1.5. La crise du coronavirus a révélé des cas de gestion publique aberrante, comme la vente en 2018 du principal fabricant de masques sanitaires français à une entreprise américaine, laquelle s’est empressée de délocaliser totalement la production dans un pays à main d’œuvre bon marché et d’envoyer à la casse un matériel en parfait état de marche(1). Et ce n’est qu’une des grosses bêtises qui ont été commises dans le domaine médical par les autorités responsables des affaires de santé et d’assurance maladie ; citons-en simplement deux autres, qui devaient soi-disant engendrer des économies :

– La suppression dans les hôpitaux, depuis des années, de lits qui constituaient l’indispensable réserve de sécurité, sans coûter grand-chose : l’arrivée de la pandémie a rendu manifeste la sottise de cette décision bureaucratique.

– Le numérus clausus relatif aux études de médecine fut abaissé durant plus de vingt ans (de 1983 à 2004) à la moitié de ce qu’il aurait fallu pour ne pas avoir aujourd’hui une pénurie de médecins qui, très gênante dans les circonstances ordinaires, est proprement dramatique en cas d’épidémie. Les pouvoirs publics ont fait le choix de soi-disant économies qui diminuent l’efficacité de notre système de soins tout en augmentant in fine les dépenses de la sécu parce qu’il faut bricoler des solutions d’urgence. Ce choix catastrophique doit nous faire réfléchir à la gestion bureaucratique qui empêche la hiérarchie médicale de prendre les décisions requises pour que les hôpitaux prodiguent les meilleurs soins sans ruiner contribuables et cotisants.

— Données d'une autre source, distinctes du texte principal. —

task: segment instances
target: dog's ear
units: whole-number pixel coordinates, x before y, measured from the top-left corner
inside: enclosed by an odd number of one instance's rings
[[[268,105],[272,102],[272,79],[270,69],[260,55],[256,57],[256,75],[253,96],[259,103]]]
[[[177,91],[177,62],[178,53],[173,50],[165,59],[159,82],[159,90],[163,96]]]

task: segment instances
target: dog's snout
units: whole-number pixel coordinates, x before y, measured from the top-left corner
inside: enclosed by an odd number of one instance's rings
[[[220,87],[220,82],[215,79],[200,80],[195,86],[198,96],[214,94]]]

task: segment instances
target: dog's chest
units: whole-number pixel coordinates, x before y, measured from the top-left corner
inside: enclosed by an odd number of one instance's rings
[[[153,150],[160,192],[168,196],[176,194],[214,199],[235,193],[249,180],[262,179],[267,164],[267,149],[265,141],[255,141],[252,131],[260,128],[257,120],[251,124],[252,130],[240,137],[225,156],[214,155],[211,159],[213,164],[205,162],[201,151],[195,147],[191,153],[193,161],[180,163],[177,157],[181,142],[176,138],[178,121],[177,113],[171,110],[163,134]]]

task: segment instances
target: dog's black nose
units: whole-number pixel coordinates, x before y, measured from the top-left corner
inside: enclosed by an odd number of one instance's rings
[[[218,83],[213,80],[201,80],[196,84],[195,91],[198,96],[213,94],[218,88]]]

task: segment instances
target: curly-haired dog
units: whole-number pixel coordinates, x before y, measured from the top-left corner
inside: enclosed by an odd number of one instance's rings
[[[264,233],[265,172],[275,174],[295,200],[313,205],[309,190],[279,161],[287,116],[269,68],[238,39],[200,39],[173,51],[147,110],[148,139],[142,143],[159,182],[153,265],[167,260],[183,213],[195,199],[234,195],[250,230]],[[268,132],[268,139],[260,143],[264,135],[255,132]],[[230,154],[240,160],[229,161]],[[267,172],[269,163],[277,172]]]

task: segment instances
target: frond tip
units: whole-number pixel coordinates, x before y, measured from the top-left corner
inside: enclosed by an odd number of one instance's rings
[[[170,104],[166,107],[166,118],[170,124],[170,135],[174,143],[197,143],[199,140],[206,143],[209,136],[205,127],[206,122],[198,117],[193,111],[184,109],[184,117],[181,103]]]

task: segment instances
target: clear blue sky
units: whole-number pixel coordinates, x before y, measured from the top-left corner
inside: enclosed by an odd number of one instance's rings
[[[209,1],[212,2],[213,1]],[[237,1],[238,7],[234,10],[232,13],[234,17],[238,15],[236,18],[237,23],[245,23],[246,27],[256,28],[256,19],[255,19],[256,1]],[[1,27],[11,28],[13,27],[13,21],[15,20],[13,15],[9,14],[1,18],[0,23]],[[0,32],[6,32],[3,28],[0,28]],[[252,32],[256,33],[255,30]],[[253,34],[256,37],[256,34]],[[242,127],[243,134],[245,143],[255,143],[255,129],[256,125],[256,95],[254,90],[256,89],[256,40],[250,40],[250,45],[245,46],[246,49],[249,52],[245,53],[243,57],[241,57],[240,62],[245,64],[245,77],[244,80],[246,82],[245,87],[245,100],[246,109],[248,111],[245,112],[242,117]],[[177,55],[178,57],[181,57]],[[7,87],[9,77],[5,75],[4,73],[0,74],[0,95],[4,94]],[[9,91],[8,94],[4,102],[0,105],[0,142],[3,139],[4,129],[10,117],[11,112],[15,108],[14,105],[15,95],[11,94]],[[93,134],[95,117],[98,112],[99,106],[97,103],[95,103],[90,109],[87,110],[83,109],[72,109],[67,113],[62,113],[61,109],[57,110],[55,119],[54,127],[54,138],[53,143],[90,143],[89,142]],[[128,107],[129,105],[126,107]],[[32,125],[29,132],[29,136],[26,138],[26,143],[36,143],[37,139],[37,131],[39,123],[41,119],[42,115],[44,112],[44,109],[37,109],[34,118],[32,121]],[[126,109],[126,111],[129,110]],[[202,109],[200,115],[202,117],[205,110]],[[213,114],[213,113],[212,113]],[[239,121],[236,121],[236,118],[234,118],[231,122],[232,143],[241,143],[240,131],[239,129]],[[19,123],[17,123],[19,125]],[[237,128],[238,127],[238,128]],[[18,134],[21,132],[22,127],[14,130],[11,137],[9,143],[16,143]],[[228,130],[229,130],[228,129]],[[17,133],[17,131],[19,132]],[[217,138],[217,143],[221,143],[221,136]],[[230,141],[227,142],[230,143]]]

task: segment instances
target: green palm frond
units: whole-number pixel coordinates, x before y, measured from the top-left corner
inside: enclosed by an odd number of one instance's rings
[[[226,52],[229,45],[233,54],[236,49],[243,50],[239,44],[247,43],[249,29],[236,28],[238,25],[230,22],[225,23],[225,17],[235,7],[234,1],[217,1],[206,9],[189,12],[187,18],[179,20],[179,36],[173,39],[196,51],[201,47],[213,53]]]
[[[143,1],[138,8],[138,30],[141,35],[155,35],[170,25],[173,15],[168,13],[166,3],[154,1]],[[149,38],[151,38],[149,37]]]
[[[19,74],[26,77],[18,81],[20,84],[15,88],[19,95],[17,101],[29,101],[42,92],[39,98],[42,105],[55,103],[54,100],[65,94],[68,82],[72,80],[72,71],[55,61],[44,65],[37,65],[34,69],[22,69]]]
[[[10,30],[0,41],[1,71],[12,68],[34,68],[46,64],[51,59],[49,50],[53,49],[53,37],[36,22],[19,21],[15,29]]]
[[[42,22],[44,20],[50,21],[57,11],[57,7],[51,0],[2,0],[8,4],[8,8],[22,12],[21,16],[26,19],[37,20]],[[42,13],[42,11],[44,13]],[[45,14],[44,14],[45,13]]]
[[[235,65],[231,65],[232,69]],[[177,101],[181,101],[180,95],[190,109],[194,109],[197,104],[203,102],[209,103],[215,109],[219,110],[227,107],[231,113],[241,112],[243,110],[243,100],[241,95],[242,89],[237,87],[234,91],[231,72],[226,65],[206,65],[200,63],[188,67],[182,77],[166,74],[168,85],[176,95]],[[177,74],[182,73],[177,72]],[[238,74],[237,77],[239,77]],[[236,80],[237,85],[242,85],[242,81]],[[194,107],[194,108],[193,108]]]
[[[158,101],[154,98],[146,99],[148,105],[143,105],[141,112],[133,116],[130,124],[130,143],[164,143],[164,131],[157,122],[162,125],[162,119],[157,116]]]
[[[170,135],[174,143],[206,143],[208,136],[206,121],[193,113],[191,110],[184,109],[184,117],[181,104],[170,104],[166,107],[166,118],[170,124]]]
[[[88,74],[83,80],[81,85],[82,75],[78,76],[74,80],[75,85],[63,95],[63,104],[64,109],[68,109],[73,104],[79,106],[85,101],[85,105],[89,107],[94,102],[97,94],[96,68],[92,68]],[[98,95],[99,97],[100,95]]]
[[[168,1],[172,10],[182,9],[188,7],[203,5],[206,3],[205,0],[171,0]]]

1.6. Deux livres récents doivent être cités à cet égard : Adieu Sécu, de Claude Frémont, directeur d’une Caisse Primaire d’Assurance Maladie ; et Hôpital, ce qu’on ne vous a jamais dit, de Michaël Peyromaure, chef de service dans un hôpital parisien. Le premier a lutté contre les fraudes, ces fraudes également étudiées et dénoncées par un magistrat, Charles Prats, dans Cartel des fraudes (Ring, 2020) et par Isabelle Saporta, dans Rendez-nous la France (Fayard, 2020). Le second pose un diagnostic qui se passe de commentaire : « Tenu par une administration souvent déconnectée, minée par le corporatisme, géré par des ministres trop souvent irresponsables, l’Hôpital s’enlise dans une gestion quotidienne parfois chaotique ».